Accordingly, I reject the submission of the respondent.
The appellant’s application to this Court invokes the Court’s jurisdiction pursuant to s 42. Once the application invoked the Court’s jurisdiction the Court has available the panoply of powers conferred pursuant to the section. They include the powers conferred by s 42(7).
The appellant’s right to seek and obtain a remedy pursuant to s 42(7) was preserved by the terms of clause 6.3. It is important to recognise that the remedy provided by s 42(7) can only be granted by the Supreme Court. The relief for which s 42(7) provides could not have been granted in the District Court action. This is a further reason to construe clause 6.3 broadly so as to include the preservation of the right to seek relief pursuant to that subsection. There being no ambiguity in the terms of the deed, including, in particular, clause 6.3, the Court is precluded from having regard to extrinsic evidence, including of prior negotiations and of the parties’ intentions, except for the evidence of the surrounding circumstances known to both parties, namely, the District Court and Supreme Court actions.

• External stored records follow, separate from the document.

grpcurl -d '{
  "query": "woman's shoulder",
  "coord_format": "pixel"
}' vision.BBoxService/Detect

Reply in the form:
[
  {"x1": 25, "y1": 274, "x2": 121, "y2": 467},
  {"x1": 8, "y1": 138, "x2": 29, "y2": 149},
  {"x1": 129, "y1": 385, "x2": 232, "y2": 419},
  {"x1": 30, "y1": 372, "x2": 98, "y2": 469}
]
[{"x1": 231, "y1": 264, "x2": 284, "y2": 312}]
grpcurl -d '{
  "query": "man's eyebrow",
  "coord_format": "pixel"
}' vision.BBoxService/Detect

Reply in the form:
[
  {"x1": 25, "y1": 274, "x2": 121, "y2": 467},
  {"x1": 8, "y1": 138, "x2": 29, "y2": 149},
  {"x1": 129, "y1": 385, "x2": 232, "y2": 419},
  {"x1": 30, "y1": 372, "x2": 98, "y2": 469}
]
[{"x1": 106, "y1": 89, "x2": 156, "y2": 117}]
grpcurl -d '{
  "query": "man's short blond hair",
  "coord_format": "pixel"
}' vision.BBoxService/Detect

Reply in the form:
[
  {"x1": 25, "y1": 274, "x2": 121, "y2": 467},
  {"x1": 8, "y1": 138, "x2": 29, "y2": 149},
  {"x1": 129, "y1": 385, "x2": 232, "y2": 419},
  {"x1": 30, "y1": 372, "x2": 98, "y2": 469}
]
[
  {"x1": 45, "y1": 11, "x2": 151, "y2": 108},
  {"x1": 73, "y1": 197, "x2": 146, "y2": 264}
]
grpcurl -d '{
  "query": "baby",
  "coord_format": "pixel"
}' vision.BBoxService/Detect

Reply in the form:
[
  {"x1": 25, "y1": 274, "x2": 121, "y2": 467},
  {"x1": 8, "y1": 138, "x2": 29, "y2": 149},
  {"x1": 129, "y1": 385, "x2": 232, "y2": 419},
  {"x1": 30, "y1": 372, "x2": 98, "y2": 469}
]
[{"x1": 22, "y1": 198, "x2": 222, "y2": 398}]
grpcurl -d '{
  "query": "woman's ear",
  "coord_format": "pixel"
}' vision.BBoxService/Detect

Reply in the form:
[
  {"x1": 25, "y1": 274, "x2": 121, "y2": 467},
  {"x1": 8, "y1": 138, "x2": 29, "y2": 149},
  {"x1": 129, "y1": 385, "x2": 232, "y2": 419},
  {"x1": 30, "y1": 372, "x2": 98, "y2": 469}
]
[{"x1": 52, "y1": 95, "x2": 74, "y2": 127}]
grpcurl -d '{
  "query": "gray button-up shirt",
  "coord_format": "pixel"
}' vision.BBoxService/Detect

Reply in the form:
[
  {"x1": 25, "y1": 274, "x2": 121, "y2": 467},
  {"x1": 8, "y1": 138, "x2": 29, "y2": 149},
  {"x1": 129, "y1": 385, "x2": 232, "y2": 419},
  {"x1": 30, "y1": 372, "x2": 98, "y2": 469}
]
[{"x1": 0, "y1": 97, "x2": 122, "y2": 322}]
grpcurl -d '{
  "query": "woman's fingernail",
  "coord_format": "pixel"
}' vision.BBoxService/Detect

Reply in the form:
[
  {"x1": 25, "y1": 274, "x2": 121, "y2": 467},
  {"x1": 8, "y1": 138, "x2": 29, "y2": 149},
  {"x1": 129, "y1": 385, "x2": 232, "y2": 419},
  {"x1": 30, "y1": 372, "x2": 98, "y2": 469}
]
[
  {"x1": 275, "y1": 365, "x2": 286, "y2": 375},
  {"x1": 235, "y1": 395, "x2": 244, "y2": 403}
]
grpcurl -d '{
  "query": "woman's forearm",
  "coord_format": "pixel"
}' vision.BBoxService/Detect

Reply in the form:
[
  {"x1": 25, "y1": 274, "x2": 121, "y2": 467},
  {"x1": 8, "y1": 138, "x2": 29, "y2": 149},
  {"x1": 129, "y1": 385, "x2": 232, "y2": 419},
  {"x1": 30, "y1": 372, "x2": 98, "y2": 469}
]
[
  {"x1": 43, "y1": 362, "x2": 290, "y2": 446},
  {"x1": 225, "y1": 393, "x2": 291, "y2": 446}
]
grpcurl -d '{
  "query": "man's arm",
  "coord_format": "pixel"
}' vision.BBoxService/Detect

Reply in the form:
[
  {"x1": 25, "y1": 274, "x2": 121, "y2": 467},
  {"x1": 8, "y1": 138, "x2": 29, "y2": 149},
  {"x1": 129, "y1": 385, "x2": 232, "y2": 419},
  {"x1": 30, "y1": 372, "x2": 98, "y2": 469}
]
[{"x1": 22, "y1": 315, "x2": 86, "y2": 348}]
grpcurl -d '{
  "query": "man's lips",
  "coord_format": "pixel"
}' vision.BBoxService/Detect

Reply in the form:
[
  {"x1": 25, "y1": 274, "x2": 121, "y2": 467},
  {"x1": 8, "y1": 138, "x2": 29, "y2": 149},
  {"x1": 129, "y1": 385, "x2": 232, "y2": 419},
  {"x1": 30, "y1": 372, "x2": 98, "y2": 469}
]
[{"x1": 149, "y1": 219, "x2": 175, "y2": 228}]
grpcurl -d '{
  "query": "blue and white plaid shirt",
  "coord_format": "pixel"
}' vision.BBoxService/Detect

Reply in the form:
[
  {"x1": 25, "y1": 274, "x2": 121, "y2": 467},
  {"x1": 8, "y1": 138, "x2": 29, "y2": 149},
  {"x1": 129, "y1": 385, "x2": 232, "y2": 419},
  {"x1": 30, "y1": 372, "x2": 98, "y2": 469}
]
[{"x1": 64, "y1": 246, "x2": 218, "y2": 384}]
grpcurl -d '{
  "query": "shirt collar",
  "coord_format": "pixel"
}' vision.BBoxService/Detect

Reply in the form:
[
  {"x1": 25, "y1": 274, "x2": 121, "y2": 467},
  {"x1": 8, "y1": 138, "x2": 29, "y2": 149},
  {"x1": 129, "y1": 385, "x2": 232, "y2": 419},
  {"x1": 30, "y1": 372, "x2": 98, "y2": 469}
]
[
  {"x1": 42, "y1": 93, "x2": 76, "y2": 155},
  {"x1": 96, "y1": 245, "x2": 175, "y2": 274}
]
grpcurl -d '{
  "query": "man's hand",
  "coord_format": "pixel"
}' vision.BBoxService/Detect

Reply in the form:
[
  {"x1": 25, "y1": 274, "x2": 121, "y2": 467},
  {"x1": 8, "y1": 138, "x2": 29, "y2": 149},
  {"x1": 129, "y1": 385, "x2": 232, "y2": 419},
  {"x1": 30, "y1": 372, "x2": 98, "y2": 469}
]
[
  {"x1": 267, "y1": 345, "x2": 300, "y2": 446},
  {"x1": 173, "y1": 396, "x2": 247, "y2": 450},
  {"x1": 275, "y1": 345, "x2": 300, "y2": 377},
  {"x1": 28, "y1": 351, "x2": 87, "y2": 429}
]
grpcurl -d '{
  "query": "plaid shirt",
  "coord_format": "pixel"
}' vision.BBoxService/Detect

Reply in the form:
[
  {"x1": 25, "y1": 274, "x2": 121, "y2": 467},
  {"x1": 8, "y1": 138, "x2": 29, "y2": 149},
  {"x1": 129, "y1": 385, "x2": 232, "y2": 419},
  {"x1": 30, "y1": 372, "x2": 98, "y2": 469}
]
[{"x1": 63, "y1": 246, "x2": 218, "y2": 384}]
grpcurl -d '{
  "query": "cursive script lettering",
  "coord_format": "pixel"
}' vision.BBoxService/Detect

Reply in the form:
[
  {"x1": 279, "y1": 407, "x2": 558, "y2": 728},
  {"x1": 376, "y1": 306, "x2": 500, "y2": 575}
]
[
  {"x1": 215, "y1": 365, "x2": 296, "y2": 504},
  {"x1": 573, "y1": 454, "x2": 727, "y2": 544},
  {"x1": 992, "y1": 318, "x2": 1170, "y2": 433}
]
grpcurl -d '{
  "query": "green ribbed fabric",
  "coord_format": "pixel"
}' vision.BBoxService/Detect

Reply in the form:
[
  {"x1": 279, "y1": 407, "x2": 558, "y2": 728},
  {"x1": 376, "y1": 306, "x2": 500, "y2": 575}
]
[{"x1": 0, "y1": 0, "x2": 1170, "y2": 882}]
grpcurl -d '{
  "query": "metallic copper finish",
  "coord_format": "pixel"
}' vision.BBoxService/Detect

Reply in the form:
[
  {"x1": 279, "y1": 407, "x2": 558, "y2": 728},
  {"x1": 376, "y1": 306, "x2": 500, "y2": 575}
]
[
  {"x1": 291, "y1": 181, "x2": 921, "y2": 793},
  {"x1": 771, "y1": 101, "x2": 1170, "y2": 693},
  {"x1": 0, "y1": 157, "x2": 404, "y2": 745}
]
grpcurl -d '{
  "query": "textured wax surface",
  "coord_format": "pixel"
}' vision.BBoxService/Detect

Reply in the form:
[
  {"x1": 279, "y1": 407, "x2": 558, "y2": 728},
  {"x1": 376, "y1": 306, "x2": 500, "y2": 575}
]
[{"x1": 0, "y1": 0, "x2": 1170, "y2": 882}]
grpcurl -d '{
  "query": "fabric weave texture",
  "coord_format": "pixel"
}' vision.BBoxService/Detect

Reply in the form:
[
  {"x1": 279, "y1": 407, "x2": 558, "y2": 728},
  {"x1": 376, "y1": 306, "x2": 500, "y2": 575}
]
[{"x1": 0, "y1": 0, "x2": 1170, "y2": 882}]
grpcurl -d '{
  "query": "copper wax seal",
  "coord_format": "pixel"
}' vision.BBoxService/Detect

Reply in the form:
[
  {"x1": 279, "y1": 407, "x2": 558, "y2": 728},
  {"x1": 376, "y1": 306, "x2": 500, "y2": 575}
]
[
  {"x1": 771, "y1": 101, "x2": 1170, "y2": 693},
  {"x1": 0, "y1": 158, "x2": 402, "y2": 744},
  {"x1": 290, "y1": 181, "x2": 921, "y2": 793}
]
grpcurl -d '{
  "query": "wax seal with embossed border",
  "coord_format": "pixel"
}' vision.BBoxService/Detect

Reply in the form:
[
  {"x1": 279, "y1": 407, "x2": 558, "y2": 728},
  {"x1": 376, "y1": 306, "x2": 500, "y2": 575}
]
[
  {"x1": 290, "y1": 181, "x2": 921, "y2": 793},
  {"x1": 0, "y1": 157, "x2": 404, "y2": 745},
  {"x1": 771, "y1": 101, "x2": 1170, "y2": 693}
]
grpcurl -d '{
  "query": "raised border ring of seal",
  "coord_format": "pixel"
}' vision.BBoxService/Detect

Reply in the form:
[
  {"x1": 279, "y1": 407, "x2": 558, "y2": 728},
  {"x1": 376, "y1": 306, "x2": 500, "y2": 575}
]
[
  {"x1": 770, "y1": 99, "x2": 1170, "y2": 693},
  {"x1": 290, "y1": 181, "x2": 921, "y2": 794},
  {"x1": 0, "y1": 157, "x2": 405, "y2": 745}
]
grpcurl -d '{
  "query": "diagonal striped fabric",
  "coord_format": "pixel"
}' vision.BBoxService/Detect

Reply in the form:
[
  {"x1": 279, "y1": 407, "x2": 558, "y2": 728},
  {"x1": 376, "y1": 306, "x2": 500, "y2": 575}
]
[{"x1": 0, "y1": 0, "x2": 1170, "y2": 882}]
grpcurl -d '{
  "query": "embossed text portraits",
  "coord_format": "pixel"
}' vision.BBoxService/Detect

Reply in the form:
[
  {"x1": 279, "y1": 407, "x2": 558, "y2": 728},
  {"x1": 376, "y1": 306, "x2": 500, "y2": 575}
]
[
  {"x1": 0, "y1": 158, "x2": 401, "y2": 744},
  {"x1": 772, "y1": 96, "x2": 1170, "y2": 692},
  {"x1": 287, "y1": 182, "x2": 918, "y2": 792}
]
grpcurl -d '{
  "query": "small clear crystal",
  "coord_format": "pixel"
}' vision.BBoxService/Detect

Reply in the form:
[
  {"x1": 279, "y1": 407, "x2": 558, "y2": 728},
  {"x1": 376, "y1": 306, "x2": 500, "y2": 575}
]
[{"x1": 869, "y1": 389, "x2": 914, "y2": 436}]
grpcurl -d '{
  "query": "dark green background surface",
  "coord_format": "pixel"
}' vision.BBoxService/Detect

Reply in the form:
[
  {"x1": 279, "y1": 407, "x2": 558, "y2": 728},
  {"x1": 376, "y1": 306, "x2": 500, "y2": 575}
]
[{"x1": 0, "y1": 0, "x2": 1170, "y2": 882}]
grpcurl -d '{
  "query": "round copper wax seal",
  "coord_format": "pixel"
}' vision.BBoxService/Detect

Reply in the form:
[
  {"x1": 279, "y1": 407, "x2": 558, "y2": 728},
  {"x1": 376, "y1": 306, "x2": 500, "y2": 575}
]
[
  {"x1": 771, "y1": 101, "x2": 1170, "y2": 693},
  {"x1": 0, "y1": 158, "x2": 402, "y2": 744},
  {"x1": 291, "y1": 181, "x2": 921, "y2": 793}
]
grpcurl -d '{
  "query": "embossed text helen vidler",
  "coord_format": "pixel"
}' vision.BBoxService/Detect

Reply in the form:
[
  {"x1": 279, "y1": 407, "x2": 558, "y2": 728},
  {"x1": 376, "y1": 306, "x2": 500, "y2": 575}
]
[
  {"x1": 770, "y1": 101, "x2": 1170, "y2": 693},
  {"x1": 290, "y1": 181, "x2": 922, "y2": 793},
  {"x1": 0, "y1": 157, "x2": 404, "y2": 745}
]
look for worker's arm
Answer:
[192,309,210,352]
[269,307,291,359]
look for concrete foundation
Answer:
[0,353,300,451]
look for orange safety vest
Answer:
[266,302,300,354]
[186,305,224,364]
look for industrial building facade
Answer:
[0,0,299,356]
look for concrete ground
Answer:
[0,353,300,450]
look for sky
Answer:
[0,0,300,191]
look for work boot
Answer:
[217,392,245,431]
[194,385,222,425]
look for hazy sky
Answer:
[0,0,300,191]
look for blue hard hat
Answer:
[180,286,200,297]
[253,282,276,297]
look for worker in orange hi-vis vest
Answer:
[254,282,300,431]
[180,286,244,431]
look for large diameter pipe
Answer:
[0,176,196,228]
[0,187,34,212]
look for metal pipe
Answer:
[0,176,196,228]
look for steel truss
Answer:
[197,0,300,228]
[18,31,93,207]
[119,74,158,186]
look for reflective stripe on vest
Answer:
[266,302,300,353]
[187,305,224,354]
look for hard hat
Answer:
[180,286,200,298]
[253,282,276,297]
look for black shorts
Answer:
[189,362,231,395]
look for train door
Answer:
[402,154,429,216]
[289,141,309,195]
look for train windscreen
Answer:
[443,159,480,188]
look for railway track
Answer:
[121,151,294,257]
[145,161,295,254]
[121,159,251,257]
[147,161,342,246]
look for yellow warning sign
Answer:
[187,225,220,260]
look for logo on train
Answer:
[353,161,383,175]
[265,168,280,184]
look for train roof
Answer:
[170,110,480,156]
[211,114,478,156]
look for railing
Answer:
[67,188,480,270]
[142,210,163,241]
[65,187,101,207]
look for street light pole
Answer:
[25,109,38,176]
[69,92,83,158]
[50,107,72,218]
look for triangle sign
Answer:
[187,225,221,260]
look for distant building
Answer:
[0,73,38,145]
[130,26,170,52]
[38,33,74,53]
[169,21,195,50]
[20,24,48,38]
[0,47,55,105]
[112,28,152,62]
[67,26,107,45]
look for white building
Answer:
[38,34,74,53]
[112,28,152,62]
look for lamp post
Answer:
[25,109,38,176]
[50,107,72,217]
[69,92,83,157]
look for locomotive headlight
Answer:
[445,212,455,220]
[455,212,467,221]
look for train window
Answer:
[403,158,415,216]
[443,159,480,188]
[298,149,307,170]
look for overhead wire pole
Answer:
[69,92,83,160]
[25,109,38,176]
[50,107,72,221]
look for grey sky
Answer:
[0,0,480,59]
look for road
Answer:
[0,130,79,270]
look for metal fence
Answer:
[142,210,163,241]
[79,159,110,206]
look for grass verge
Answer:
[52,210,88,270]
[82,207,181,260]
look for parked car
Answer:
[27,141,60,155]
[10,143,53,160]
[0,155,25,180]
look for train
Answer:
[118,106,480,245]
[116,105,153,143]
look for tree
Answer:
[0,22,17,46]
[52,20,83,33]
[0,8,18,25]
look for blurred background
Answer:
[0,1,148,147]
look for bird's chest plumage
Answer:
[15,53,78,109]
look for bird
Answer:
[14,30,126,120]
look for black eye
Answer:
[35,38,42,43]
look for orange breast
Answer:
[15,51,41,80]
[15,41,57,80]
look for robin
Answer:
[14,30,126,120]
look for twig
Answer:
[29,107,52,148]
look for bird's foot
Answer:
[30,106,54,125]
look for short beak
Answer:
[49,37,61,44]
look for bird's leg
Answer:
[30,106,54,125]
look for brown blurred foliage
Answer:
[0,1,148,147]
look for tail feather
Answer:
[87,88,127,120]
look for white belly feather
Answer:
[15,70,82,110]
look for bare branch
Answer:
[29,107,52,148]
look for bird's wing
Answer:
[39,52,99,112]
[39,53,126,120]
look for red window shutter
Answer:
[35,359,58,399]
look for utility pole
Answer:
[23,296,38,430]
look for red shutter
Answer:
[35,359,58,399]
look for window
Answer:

In any event, the terms of paragraph 5 of the application, which seeks an adjudication of the costs in issue on the Supreme Court scale, implicitly invokes the court’s jurisdiction pursuant to s 42(7) because the only basis upon which that can occur is if the costs agreement made pursuant to s 42(6) is rescinded.
These reasons are sufficient to dispose of the appeal, however, I should address, at least briefly, the other grounds of appeal.
For the reasons set out above, clause 6.3 does not constitute any attempt to oust this Court’s powers pursuant to s 42(7). Likewise, there is no abuse of process. The premise for any argument about abuse of process does not exist. The assertion by the appellant of a right to invoke the court’s power pursuant to s 42(7) is not an attempt to re-litigate a matter which is the subject of a compromise between the parties. The compromise between the parties preserved the appellant’s right to invoke the remedies prescribed by s 42(7) as explained above.
Conclusion
I would allow the appeal. I would hear the parties as to the orders that should be made in accordance with these reasons.